With all the resetting of ARM’s and the generally bad market conditions across the country, the mortgage companies that were raking in billions upon billions during the boom are now losing billions. This is a real threat to the whole economy. If it persists or gets worse, it could easily lead the country into a recession. The banks and mortgage companies have no clue how to stop the bleeding. As more ARM’s reset, fewer borrowers can afford the mortgage, and since the real estate market is so competitive, they are having a very difficult time selling as well. The only thing left for these borrowers is a foreclosure or a bank-granted “short sale,” either of which costs the lender tens of thousands. A foreclosure especially eats up money due to attorney’s fees and the condition of the property after a foreclosure has occurred.
To remedy the situation, the Fed has already and will have to keep reducing the Fed rates, which will lower all interest rates across the board. This lowers ARM payments, credit card payments, any type of “floating interest rate.” It basically allows for everything to become much more affordable. If you want to buy or refinance a home right now, the rates are roughly 5.75% for a 30 year fixed mortgage. That is an extremely attractive rate that will move many buyers off the fence to buy a home soon. However, this is only a partial solution to the dilemma.
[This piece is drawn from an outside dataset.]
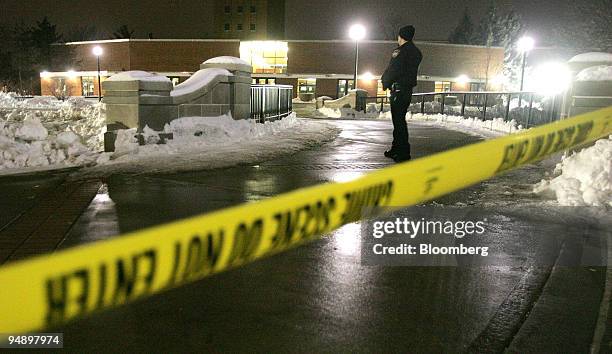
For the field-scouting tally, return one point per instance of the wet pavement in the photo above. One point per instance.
(319, 298)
With all the problems faced by borrowers, banks, investors who invest in the mortgages and the banks, and the declining real estate market (which gets worse as foreclosures and short sales mount, pulling property values down), it is very difficult to determine what else the government should do to help. Should the government even intervene at all? The talk is that the Treasury is trying to develop a plan that will allow all of the ARM’s that are due to reset over the next 12-18 months to be frozen and the rates not to adjust for a while. How long? No one knows. The Treasury has not given any details other than that. While I am not an expert in the amazingly complex world of mortgage and high finance, in my opinion, this problem is just way too complex to solve quickly considering the many different parties involved. More likely, the market will have run its course before the government, banks, investors, and borrowers can put together a plan that makes sense and works — which will be a horrible tragedy. I truly hope that they succeed, but because of the nature of the mortgage business (making one individual loan at a time), it’s going to be an almost impossible feat to create a plan that will be effective and save the real estate market. Now, I have no doubt that the lenders will put pressure on the government to take action because of the amount of money being lost in the stock market. As a result, the government will come up with a half-baked plan that will just be a PR move to help calm people down. That is what the current plan looks like to me.